There seems to be a very rational and straightforward relationship for this notion that posture and pain to go hand in hand. The thinking goes that if the body is not properly aligned, it will lead to muscle imbalances, misalignment and pain.
However, in reality, the research on musculoskeletal pain disorders paints a very different picture. What we now know is that pain is highly complex in nature. It is caused by many different stressors and factors on our bodies, not just physical factors such as joint position, but also other psychological, and even social factors.
It’s important to remember that the human body is not a machine, but a biological ecosystem. As humans, we can adapt to change and to physical stress. Just because your body isn’t ‘perfectly’ aligned all the time, this by no means increases your likelihood of pain. And whilst posture can play a role in pain development, it’s just a small piece of the system.

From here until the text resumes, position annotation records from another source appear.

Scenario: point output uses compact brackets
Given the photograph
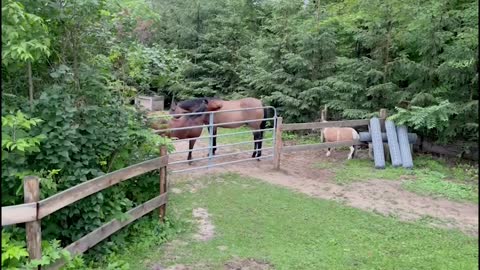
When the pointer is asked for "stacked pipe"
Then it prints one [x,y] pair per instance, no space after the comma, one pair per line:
[398,140]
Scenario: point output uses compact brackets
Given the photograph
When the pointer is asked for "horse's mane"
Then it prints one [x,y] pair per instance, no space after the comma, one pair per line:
[193,104]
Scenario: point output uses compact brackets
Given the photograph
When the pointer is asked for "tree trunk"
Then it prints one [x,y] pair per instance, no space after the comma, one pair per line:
[30,83]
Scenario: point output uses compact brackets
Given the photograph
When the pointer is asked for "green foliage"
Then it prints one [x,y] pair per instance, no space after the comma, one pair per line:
[15,255]
[24,35]
[18,145]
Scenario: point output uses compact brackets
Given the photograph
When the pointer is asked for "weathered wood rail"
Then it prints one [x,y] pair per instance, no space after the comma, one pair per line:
[280,128]
[33,210]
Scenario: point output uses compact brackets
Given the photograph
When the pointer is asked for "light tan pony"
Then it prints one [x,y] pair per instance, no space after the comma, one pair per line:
[334,134]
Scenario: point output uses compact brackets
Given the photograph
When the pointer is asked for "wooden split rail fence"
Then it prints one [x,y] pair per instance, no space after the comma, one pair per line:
[33,210]
[280,128]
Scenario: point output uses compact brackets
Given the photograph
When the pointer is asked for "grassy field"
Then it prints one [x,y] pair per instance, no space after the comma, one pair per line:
[289,230]
[433,177]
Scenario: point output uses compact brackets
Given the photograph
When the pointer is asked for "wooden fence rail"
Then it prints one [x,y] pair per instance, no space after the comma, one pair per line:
[280,128]
[33,210]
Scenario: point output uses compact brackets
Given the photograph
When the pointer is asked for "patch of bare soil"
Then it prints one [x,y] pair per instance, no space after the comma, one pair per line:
[206,230]
[248,264]
[380,196]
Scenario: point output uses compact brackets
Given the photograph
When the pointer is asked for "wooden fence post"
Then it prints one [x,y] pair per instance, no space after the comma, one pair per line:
[31,193]
[278,144]
[163,181]
[383,117]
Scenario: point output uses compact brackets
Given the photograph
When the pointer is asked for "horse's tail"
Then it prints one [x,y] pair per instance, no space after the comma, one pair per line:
[264,121]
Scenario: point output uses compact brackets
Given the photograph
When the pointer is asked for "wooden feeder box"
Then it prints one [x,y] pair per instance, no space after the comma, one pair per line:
[155,103]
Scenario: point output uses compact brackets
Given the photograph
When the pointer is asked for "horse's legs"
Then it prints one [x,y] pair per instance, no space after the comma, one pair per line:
[259,145]
[191,143]
[214,148]
[352,152]
[255,144]
[214,140]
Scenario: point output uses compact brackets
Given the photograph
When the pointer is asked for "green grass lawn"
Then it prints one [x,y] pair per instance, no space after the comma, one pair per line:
[254,219]
[433,177]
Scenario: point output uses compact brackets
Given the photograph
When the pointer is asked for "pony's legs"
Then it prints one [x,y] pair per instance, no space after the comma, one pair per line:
[191,143]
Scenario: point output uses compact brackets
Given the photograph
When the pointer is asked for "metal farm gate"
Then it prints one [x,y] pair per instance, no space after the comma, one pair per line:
[202,151]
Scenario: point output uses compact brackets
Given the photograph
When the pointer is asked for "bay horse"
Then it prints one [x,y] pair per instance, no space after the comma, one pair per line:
[334,134]
[195,121]
[224,119]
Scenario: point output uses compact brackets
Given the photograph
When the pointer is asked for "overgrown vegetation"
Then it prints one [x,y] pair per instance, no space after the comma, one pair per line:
[290,230]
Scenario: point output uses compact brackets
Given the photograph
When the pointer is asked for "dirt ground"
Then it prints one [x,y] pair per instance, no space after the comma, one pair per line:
[297,173]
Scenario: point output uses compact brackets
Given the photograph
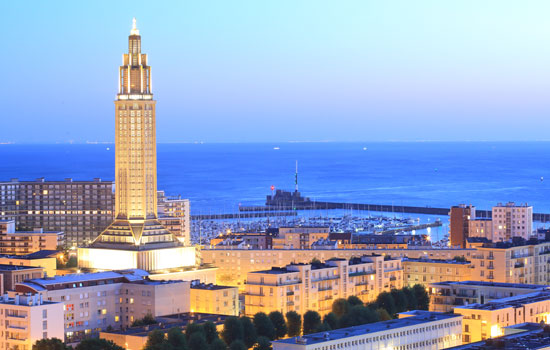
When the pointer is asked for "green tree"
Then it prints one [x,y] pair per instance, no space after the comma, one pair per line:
[278,321]
[177,339]
[340,307]
[293,323]
[237,345]
[97,344]
[217,344]
[353,300]
[250,336]
[331,320]
[312,321]
[210,331]
[264,326]
[232,330]
[193,327]
[400,299]
[49,344]
[422,297]
[383,315]
[263,344]
[412,303]
[154,339]
[197,341]
[385,301]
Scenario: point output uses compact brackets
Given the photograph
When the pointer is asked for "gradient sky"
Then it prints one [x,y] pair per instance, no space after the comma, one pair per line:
[250,71]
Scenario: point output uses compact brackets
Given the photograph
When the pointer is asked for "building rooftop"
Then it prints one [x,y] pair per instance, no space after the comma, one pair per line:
[514,301]
[529,336]
[420,318]
[491,284]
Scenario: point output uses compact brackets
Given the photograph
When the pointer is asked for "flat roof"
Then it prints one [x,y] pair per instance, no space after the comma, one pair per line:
[514,301]
[420,318]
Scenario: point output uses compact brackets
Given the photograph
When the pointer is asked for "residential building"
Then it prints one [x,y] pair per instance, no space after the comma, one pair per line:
[13,274]
[420,330]
[211,298]
[21,242]
[511,220]
[95,301]
[516,262]
[425,271]
[524,336]
[234,264]
[135,338]
[444,296]
[459,217]
[79,209]
[174,214]
[44,258]
[136,239]
[314,286]
[483,321]
[26,319]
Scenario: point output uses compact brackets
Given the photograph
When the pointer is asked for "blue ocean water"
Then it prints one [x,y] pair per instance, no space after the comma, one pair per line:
[217,177]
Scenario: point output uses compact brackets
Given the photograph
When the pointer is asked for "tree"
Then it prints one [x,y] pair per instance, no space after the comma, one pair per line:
[400,299]
[353,300]
[264,326]
[331,320]
[263,344]
[177,339]
[217,344]
[412,303]
[422,297]
[49,344]
[237,345]
[385,301]
[154,339]
[193,327]
[293,323]
[97,344]
[210,331]
[250,336]
[312,321]
[197,341]
[340,307]
[383,315]
[278,321]
[232,330]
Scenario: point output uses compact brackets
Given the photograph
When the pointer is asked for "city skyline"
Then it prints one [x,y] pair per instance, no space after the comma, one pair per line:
[292,72]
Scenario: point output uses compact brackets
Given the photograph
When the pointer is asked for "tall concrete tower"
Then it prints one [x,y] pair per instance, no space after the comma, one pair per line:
[135,228]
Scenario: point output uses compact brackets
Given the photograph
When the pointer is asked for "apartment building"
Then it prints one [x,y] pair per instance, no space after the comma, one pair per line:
[421,330]
[174,214]
[26,319]
[44,258]
[314,286]
[519,262]
[234,264]
[94,301]
[210,298]
[511,220]
[426,271]
[22,242]
[444,296]
[483,321]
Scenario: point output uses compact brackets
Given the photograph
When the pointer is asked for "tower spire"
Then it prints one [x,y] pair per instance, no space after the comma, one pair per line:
[134,30]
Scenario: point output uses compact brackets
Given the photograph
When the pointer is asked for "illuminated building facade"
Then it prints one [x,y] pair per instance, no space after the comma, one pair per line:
[136,238]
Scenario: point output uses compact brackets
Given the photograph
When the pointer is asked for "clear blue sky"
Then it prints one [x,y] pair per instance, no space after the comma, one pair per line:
[282,70]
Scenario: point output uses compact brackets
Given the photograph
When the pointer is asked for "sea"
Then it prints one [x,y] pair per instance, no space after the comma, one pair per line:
[218,177]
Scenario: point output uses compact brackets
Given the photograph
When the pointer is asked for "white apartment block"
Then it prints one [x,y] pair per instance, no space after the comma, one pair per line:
[94,301]
[418,330]
[314,286]
[25,319]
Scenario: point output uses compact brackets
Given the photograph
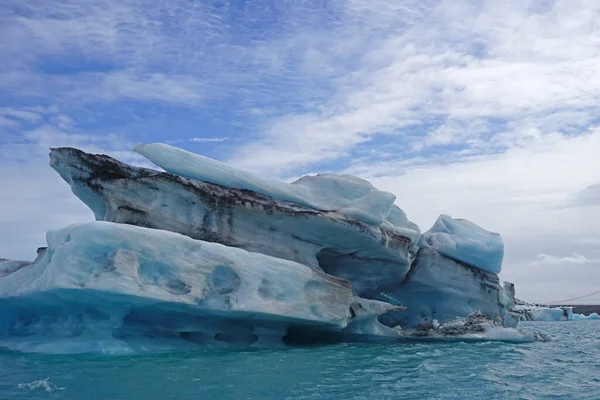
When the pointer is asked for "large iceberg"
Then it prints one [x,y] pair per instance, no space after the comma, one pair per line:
[206,254]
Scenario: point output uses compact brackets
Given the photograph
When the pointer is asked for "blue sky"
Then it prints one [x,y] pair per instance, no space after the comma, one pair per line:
[479,109]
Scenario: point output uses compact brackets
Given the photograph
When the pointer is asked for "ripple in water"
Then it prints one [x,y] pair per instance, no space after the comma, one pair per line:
[567,368]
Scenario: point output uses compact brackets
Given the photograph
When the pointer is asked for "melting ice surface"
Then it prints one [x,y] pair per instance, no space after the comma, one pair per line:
[207,256]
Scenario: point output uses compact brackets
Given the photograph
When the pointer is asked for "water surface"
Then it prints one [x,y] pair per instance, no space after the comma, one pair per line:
[567,368]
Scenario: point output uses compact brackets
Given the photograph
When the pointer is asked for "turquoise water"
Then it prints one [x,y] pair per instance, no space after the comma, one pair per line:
[567,368]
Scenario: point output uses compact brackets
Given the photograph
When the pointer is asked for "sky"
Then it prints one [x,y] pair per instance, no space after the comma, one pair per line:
[482,110]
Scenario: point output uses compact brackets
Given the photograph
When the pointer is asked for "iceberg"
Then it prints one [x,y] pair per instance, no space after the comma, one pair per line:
[204,254]
[530,312]
[466,242]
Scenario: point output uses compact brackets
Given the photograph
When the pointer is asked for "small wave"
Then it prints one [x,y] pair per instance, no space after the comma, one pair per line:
[43,384]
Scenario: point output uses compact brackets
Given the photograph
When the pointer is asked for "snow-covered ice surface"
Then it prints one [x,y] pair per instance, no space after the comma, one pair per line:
[208,255]
[346,194]
[370,255]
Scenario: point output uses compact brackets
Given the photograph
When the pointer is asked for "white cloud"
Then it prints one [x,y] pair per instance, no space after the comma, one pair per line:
[476,109]
[462,71]
[575,258]
[204,140]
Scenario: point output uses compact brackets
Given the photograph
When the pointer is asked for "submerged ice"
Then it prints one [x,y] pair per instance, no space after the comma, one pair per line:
[206,254]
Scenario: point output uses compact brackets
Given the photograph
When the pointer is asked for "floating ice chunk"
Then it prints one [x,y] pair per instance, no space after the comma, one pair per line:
[464,241]
[9,266]
[438,287]
[540,313]
[347,194]
[117,192]
[582,317]
[101,285]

Several studies on posture-related pain have struggled to find a direct relationship between pain and posture. The latest guidelines and recommendations actually suggest that there is no one “perfect posture”, and not having what used to be regarded as “good” posture does not cause injury to occur.
Of course, posture can have an impact on pain – but there is no one, correct or ‘perfect’ posture. The important thing to remember is to avoid postures that aggravate your personal pain, irrespective of whether it’s a ‘good’ or ‘bad’ way to sit or stand. But there is a time to avoid and protect the body in the early stages of pain, and after some time, when things have calmed down, it’s time to expose the body to different kinds of loads and build things back up again. This is also true with sitting and standing posture.
Listen to your body and make changes accordingly.
- Slater (2019); “Sit up straight”: Time to re-evaluate
- Alhowimel (2018); Psychosocial factors associated with change in pain and disability outcomes in chronic low back pain patients treated by physiotherapist: A systematic review.
- Balaque: Lancet clinical review: Non-specific low back pain.
- Pincus (2002); A systematic review of psychological factors as predictors of chronicity/disability in prospective cohorts of low back pain.
- Feyer et al (2000); The role of physical and psychological factors in occupational low back pain: a prospective cohort study.
- Aikasinen (2006); Chapter 4. European guidelines for the management of chronic nonspecific low back pain.
- Dieck (1985); An epidemiologic study of the relationship between postural asymmetry in the teen years and subsequent back and neck pain.
- Claus et al (2008); Sitting versus standing: Does the intradiscal pressure cause disc degeneration or low back pain?